By default, the shell runs interactively, but you can also pipe contents through
stdin instead. The contents will be interpreted exactly as if you had typed it
yourself and the result will be spit in stdout (it includes your typed in
contents because the Collapse OS console echoes back every character that is
sent to it.). This feature is useful for automated tests in tools/tests/shell
.
zasm
zasm/zasm
is apps/zasm
wrapped in an emulator. It is quite central to the
Collapse OS project because it's used to assemble everything, including itself!
The program takes no parameter. It reads source code from stdin and spits
binary in stdout. It supports includes and had both apps/
and kernel
folder
packed into a CFS that was statically included in the executable at compile
time.
The file zasm/zasm.bin
is a compiled binary for apps/zasm/glue.asm
and
zasm/kernel.bin
is a compiled binary for tools/emul/zasm/glue.asm
. It is
used to bootstrap the assembling process so that no assembler other than zasm
is required to build Collapse OS.
This binary is fed to libz80 to produce the zasm/zasm
"modern" binary and
once you have that, you can recreate zasm/zasm.bin
and zasm/kernel.bin
.
This is why it's included as a binary in the repo, but yes, it's redundant with the source code.

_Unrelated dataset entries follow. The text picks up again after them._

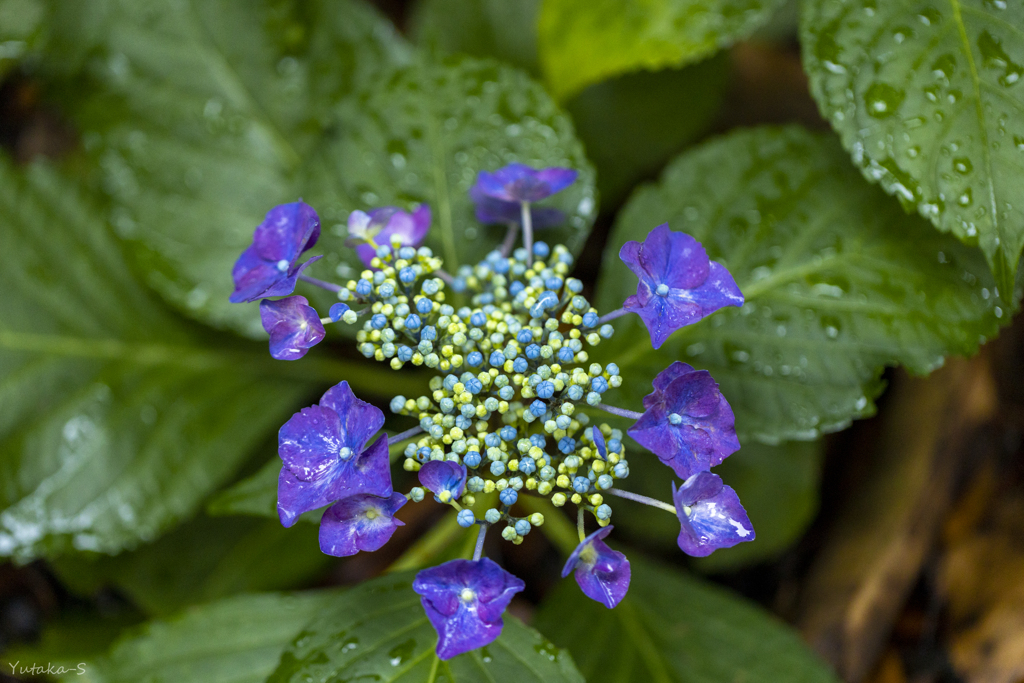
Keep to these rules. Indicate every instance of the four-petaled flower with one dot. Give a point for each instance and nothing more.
(710, 515)
(446, 479)
(382, 225)
(359, 522)
(687, 423)
(518, 182)
(268, 267)
(603, 573)
(323, 447)
(464, 600)
(293, 325)
(678, 284)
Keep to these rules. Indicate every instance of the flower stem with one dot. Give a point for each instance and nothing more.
(401, 436)
(527, 232)
(510, 239)
(619, 312)
(621, 412)
(641, 499)
(478, 551)
(331, 287)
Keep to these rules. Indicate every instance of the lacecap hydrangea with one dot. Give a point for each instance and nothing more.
(514, 403)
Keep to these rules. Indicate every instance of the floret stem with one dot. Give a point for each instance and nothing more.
(641, 499)
(331, 287)
(527, 232)
(621, 412)
(619, 312)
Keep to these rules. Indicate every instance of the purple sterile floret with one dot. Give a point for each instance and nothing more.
(359, 522)
(603, 573)
(440, 476)
(267, 267)
(464, 600)
(687, 423)
(710, 515)
(323, 447)
(491, 210)
(518, 182)
(383, 224)
(678, 284)
(293, 325)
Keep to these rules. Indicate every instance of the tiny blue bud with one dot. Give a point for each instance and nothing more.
(337, 310)
(466, 518)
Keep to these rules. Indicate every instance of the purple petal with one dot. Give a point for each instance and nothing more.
(465, 600)
(359, 522)
(359, 420)
(294, 327)
(714, 519)
(440, 475)
(602, 573)
(287, 230)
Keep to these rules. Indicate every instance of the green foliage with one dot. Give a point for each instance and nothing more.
(237, 640)
(926, 97)
(839, 283)
(378, 631)
(778, 485)
(423, 133)
(583, 42)
(675, 629)
(116, 420)
(202, 560)
(505, 31)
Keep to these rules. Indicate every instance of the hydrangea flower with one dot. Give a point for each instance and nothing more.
(293, 325)
(464, 600)
(710, 515)
(687, 423)
(359, 522)
(446, 479)
(325, 455)
(518, 182)
(381, 225)
(678, 284)
(603, 573)
(268, 267)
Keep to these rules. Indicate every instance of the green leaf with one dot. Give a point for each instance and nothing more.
(116, 420)
(378, 631)
(505, 31)
(422, 134)
(777, 484)
(236, 640)
(200, 116)
(583, 43)
(202, 560)
(672, 628)
(928, 99)
(839, 284)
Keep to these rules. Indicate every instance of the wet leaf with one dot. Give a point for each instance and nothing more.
(585, 42)
(839, 284)
(421, 136)
(378, 631)
(928, 99)
(673, 628)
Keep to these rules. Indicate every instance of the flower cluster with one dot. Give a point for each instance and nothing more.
(508, 412)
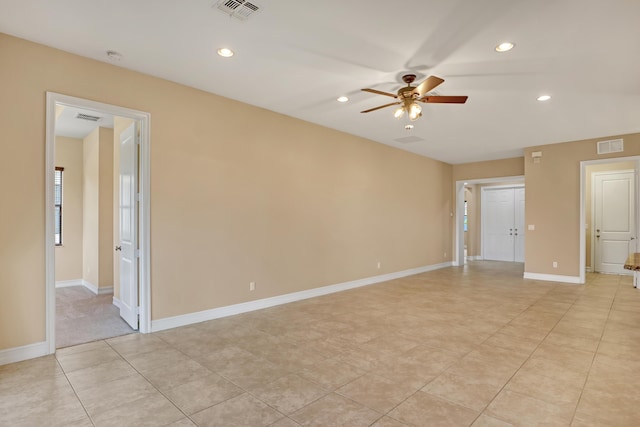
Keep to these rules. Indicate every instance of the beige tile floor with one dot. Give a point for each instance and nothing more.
(478, 346)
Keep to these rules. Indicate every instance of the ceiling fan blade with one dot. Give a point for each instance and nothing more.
(445, 99)
(427, 85)
(379, 92)
(382, 106)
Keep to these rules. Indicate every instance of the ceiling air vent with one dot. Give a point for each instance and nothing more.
(239, 9)
(611, 146)
(88, 117)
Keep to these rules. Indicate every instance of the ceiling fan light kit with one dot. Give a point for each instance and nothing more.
(408, 97)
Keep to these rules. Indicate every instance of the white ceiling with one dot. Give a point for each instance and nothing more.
(296, 57)
(68, 124)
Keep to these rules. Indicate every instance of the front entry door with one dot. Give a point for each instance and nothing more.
(614, 221)
(503, 224)
(128, 245)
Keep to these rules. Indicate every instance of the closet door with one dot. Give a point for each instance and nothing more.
(503, 224)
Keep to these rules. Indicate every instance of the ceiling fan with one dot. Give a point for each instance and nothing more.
(408, 95)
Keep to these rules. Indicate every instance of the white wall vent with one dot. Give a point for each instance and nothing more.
(88, 117)
(408, 139)
(239, 9)
(611, 146)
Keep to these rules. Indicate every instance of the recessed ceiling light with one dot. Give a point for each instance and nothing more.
(225, 52)
(505, 47)
(113, 55)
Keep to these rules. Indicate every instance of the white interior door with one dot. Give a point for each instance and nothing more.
(614, 220)
(497, 218)
(128, 245)
(518, 224)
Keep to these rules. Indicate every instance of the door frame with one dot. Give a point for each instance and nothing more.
(593, 209)
(144, 213)
(583, 207)
(459, 217)
(483, 191)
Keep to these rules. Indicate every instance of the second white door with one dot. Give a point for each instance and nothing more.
(503, 224)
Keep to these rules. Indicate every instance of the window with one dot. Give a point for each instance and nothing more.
(57, 199)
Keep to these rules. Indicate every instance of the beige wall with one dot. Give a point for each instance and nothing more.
(98, 208)
(590, 170)
(69, 255)
(553, 202)
(105, 200)
(238, 194)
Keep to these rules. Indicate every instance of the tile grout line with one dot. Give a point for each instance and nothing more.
(529, 357)
(74, 391)
(575, 411)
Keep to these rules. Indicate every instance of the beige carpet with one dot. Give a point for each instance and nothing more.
(82, 316)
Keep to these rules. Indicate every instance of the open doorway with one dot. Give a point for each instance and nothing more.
(602, 250)
(468, 224)
(610, 215)
(97, 221)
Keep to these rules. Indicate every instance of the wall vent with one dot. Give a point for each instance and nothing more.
(611, 146)
(239, 9)
(88, 117)
(408, 139)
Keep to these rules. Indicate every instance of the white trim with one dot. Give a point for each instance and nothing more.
(583, 215)
(144, 228)
(553, 278)
(202, 316)
(17, 354)
(459, 217)
(592, 226)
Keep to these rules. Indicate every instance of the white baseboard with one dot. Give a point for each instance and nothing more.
(553, 278)
(25, 352)
(81, 282)
(68, 283)
(216, 313)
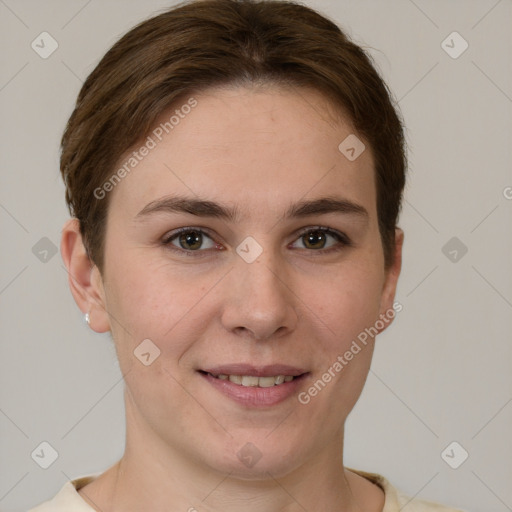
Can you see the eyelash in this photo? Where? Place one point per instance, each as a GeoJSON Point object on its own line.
{"type": "Point", "coordinates": [343, 240]}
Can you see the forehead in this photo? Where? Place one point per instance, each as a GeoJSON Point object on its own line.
{"type": "Point", "coordinates": [255, 147]}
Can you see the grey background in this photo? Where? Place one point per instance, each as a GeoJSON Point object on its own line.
{"type": "Point", "coordinates": [441, 373]}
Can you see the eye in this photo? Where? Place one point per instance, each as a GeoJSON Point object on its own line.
{"type": "Point", "coordinates": [322, 239]}
{"type": "Point", "coordinates": [190, 240]}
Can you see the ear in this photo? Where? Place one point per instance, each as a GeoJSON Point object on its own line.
{"type": "Point", "coordinates": [390, 282]}
{"type": "Point", "coordinates": [84, 278]}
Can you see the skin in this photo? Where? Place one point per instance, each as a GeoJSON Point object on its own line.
{"type": "Point", "coordinates": [259, 150]}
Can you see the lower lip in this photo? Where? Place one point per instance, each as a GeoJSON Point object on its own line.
{"type": "Point", "coordinates": [254, 396]}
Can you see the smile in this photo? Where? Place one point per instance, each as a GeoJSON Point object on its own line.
{"type": "Point", "coordinates": [254, 381]}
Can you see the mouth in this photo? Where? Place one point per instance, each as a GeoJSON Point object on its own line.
{"type": "Point", "coordinates": [253, 386]}
{"type": "Point", "coordinates": [253, 381]}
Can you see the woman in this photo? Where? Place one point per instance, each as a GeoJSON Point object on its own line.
{"type": "Point", "coordinates": [234, 170]}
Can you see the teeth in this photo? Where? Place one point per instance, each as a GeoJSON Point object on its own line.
{"type": "Point", "coordinates": [252, 381]}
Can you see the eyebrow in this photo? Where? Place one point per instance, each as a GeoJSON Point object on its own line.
{"type": "Point", "coordinates": [204, 208]}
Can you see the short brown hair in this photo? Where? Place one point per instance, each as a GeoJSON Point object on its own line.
{"type": "Point", "coordinates": [209, 43]}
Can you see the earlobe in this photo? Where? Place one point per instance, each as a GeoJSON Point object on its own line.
{"type": "Point", "coordinates": [388, 308]}
{"type": "Point", "coordinates": [84, 277]}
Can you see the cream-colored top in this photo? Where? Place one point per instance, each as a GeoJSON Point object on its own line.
{"type": "Point", "coordinates": [68, 499]}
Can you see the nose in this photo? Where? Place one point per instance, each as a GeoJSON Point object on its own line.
{"type": "Point", "coordinates": [259, 302]}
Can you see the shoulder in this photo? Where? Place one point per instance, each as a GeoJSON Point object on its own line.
{"type": "Point", "coordinates": [396, 501]}
{"type": "Point", "coordinates": [67, 499]}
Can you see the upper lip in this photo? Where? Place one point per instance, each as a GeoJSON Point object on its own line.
{"type": "Point", "coordinates": [255, 371]}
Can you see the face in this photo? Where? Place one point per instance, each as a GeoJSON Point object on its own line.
{"type": "Point", "coordinates": [245, 244]}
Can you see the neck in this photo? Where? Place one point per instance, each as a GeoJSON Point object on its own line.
{"type": "Point", "coordinates": [153, 476]}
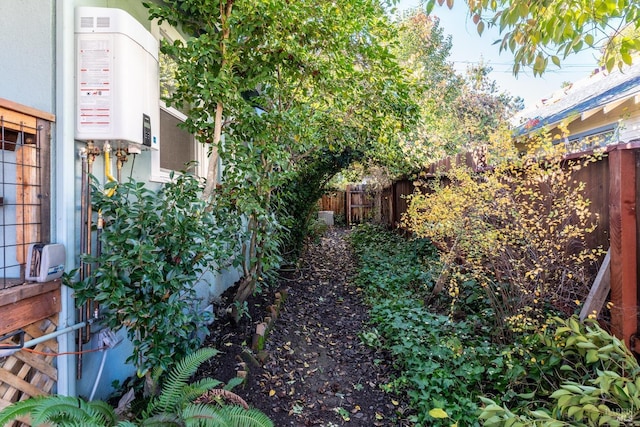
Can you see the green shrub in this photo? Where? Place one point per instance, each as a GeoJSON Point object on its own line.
{"type": "Point", "coordinates": [176, 405]}
{"type": "Point", "coordinates": [154, 247]}
{"type": "Point", "coordinates": [581, 376]}
{"type": "Point", "coordinates": [443, 362]}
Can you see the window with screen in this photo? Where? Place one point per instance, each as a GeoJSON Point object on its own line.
{"type": "Point", "coordinates": [24, 189]}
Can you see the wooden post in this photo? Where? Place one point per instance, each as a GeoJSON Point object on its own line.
{"type": "Point", "coordinates": [623, 236]}
{"type": "Point", "coordinates": [347, 211]}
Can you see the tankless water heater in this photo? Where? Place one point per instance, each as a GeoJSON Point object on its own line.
{"type": "Point", "coordinates": [117, 83]}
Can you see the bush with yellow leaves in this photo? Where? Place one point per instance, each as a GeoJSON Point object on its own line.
{"type": "Point", "coordinates": [518, 229]}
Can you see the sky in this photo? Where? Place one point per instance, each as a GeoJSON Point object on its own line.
{"type": "Point", "coordinates": [469, 48]}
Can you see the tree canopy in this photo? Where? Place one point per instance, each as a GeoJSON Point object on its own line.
{"type": "Point", "coordinates": [291, 85]}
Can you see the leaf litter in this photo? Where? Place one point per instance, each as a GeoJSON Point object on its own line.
{"type": "Point", "coordinates": [317, 372]}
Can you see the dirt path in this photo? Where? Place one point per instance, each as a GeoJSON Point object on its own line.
{"type": "Point", "coordinates": [317, 372]}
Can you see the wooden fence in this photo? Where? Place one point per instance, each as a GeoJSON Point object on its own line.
{"type": "Point", "coordinates": [612, 184]}
{"type": "Point", "coordinates": [353, 206]}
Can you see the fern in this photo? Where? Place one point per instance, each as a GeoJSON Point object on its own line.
{"type": "Point", "coordinates": [64, 410]}
{"type": "Point", "coordinates": [204, 415]}
{"type": "Point", "coordinates": [172, 395]}
{"type": "Point", "coordinates": [240, 417]}
{"type": "Point", "coordinates": [173, 407]}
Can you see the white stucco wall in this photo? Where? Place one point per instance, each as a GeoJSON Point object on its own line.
{"type": "Point", "coordinates": [37, 58]}
{"type": "Point", "coordinates": [27, 37]}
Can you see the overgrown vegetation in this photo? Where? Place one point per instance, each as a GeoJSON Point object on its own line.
{"type": "Point", "coordinates": [178, 403]}
{"type": "Point", "coordinates": [154, 246]}
{"type": "Point", "coordinates": [455, 370]}
{"type": "Point", "coordinates": [518, 230]}
{"type": "Point", "coordinates": [292, 87]}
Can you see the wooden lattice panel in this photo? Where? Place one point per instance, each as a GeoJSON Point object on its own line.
{"type": "Point", "coordinates": [25, 374]}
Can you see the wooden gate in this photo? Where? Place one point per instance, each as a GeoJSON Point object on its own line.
{"type": "Point", "coordinates": [359, 204]}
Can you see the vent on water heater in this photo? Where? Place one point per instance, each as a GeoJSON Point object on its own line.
{"type": "Point", "coordinates": [117, 84]}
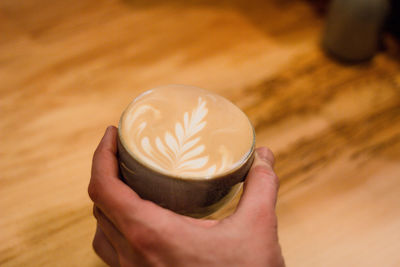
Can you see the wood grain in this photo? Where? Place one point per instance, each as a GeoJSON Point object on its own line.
{"type": "Point", "coordinates": [69, 68]}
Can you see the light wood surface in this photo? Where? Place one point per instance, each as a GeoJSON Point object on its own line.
{"type": "Point", "coordinates": [69, 68]}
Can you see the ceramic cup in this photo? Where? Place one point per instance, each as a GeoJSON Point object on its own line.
{"type": "Point", "coordinates": [185, 148]}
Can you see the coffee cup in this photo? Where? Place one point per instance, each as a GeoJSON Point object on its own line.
{"type": "Point", "coordinates": [185, 148]}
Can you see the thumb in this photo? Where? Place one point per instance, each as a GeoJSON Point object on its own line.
{"type": "Point", "coordinates": [260, 188]}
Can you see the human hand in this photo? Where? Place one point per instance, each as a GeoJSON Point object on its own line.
{"type": "Point", "coordinates": [136, 232]}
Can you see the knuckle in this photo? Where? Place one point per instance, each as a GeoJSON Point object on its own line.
{"type": "Point", "coordinates": [93, 191]}
{"type": "Point", "coordinates": [266, 154]}
{"type": "Point", "coordinates": [146, 239]}
{"type": "Point", "coordinates": [263, 171]}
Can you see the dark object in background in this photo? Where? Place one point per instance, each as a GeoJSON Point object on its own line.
{"type": "Point", "coordinates": [393, 23]}
{"type": "Point", "coordinates": [353, 28]}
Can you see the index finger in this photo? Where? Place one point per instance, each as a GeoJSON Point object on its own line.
{"type": "Point", "coordinates": [118, 201]}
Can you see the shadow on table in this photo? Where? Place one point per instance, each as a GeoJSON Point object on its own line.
{"type": "Point", "coordinates": [279, 19]}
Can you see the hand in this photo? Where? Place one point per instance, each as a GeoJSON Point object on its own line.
{"type": "Point", "coordinates": [136, 232]}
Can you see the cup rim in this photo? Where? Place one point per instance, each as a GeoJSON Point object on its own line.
{"type": "Point", "coordinates": [186, 178]}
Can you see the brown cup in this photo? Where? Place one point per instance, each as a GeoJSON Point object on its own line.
{"type": "Point", "coordinates": [187, 196]}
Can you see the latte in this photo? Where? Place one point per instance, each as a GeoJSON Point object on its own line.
{"type": "Point", "coordinates": [187, 132]}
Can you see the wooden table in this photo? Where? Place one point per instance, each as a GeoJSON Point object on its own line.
{"type": "Point", "coordinates": [69, 68]}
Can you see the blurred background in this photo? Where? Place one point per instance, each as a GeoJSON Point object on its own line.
{"type": "Point", "coordinates": [319, 80]}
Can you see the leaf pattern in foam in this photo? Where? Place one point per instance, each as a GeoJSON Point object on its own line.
{"type": "Point", "coordinates": [182, 151]}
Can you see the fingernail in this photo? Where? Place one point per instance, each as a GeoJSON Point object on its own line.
{"type": "Point", "coordinates": [107, 131]}
{"type": "Point", "coordinates": [264, 154]}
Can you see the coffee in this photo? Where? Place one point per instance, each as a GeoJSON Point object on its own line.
{"type": "Point", "coordinates": [188, 132]}
{"type": "Point", "coordinates": [184, 148]}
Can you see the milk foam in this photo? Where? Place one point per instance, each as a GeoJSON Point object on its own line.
{"type": "Point", "coordinates": [186, 132]}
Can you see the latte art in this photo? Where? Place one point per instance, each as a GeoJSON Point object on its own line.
{"type": "Point", "coordinates": [186, 132]}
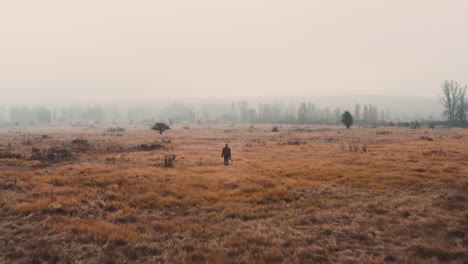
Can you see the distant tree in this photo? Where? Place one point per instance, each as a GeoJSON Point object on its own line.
{"type": "Point", "coordinates": [453, 100]}
{"type": "Point", "coordinates": [161, 127]}
{"type": "Point", "coordinates": [302, 113]}
{"type": "Point", "coordinates": [42, 115]}
{"type": "Point", "coordinates": [347, 119]}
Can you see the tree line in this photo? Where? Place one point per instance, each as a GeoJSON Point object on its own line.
{"type": "Point", "coordinates": [453, 99]}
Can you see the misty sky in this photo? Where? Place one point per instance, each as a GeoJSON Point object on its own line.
{"type": "Point", "coordinates": [133, 50]}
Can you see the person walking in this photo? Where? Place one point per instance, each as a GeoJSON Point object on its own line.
{"type": "Point", "coordinates": [226, 154]}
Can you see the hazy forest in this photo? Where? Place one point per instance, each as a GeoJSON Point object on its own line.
{"type": "Point", "coordinates": [247, 131]}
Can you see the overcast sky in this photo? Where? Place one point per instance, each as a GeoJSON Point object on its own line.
{"type": "Point", "coordinates": [130, 50]}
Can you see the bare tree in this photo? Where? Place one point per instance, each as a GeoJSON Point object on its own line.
{"type": "Point", "coordinates": [453, 100]}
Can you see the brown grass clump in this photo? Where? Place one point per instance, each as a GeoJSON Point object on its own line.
{"type": "Point", "coordinates": [299, 195]}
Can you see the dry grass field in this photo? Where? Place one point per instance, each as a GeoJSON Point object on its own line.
{"type": "Point", "coordinates": [305, 194]}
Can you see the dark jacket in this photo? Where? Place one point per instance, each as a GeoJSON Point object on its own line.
{"type": "Point", "coordinates": [226, 152]}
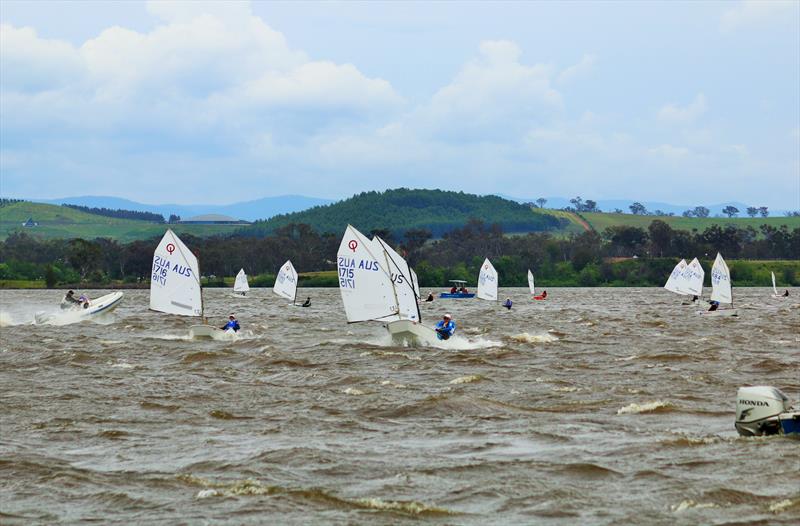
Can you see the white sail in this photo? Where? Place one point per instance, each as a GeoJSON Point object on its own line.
{"type": "Point", "coordinates": [487, 282]}
{"type": "Point", "coordinates": [241, 284]}
{"type": "Point", "coordinates": [407, 307]}
{"type": "Point", "coordinates": [286, 282]}
{"type": "Point", "coordinates": [674, 281]}
{"type": "Point", "coordinates": [175, 279]}
{"type": "Point", "coordinates": [721, 281]}
{"type": "Point", "coordinates": [364, 282]}
{"type": "Point", "coordinates": [415, 281]}
{"type": "Point", "coordinates": [691, 280]}
{"type": "Point", "coordinates": [530, 282]}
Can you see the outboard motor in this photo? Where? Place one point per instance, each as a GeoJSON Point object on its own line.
{"type": "Point", "coordinates": [758, 410]}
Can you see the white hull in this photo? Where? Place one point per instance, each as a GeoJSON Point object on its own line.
{"type": "Point", "coordinates": [207, 332]}
{"type": "Point", "coordinates": [720, 313]}
{"type": "Point", "coordinates": [97, 307]}
{"type": "Point", "coordinates": [411, 333]}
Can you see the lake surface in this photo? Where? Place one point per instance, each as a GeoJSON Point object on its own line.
{"type": "Point", "coordinates": [598, 406]}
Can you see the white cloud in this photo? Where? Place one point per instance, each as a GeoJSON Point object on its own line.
{"type": "Point", "coordinates": [585, 66]}
{"type": "Point", "coordinates": [676, 114]}
{"type": "Point", "coordinates": [757, 12]}
{"type": "Point", "coordinates": [670, 152]}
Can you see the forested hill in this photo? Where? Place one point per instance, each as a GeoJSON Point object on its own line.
{"type": "Point", "coordinates": [402, 209]}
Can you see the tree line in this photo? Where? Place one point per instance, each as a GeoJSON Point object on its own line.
{"type": "Point", "coordinates": [619, 255]}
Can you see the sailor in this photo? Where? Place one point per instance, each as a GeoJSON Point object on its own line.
{"type": "Point", "coordinates": [84, 300]}
{"type": "Point", "coordinates": [445, 328]}
{"type": "Point", "coordinates": [232, 324]}
{"type": "Point", "coordinates": [70, 300]}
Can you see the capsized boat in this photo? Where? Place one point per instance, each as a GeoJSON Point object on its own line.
{"type": "Point", "coordinates": [93, 309]}
{"type": "Point", "coordinates": [487, 281]}
{"type": "Point", "coordinates": [286, 282]}
{"type": "Point", "coordinates": [241, 287]}
{"type": "Point", "coordinates": [690, 282]}
{"type": "Point", "coordinates": [721, 289]}
{"type": "Point", "coordinates": [175, 285]}
{"type": "Point", "coordinates": [376, 285]}
{"type": "Point", "coordinates": [763, 410]}
{"type": "Point", "coordinates": [459, 285]}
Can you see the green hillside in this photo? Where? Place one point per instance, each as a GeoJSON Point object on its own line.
{"type": "Point", "coordinates": [601, 221]}
{"type": "Point", "coordinates": [403, 209]}
{"type": "Point", "coordinates": [64, 222]}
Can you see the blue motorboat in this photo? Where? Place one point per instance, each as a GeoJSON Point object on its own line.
{"type": "Point", "coordinates": [460, 288]}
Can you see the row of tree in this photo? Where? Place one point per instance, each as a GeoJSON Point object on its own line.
{"type": "Point", "coordinates": [451, 257]}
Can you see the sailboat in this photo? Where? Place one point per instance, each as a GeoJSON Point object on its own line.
{"type": "Point", "coordinates": [286, 282]}
{"type": "Point", "coordinates": [175, 285]}
{"type": "Point", "coordinates": [487, 281]}
{"type": "Point", "coordinates": [775, 288]}
{"type": "Point", "coordinates": [376, 285]}
{"type": "Point", "coordinates": [531, 284]}
{"type": "Point", "coordinates": [691, 280]}
{"type": "Point", "coordinates": [240, 286]}
{"type": "Point", "coordinates": [721, 288]}
{"type": "Point", "coordinates": [675, 279]}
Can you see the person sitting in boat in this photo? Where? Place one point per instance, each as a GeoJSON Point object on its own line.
{"type": "Point", "coordinates": [70, 300]}
{"type": "Point", "coordinates": [84, 300]}
{"type": "Point", "coordinates": [445, 328]}
{"type": "Point", "coordinates": [232, 324]}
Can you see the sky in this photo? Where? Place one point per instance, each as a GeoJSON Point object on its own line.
{"type": "Point", "coordinates": [185, 102]}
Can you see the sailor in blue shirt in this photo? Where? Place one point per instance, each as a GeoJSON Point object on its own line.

Those binaries can be updated with the make updatebootstrap
command. If they
are up-to date and that zasm isn't broken, this command should output the same
binary as before.
avra
In the zasm
folder, there's also avra
which is a zasm compiled as an AVR
assembler. It works the same way as zasm except it expects AVR mnemonics and
spits AVR binaries.
runbin
This is a very simple tool that reads binary z80 code from stdin, loads it in
memory starting at address 0 and then run the code until it halts. The exit
code of the program is the value of A
when the program halts.
This is used for unit tests.
Problems?
If the libz80-wrapped zasm executable works badly (hangs, spew garbage, etc.),
it's probably because you've broken your bootstrap binaries. They're easy to
mistakenly break. To verify if you've done that, look at your git status. If
kernel.bin
or zasm.bin
are modified, try resetting them and then run
make clean all
. Things should go better afterwards.
If that doesn't work, there's also the nuclear option of git reset --hard
and git clean -fxd
.
If that still doesn't work, it might be because the current commit you're on is broken, but that is rather rare: the repo on Github is plugged on Travis and it checks that everything is smooth.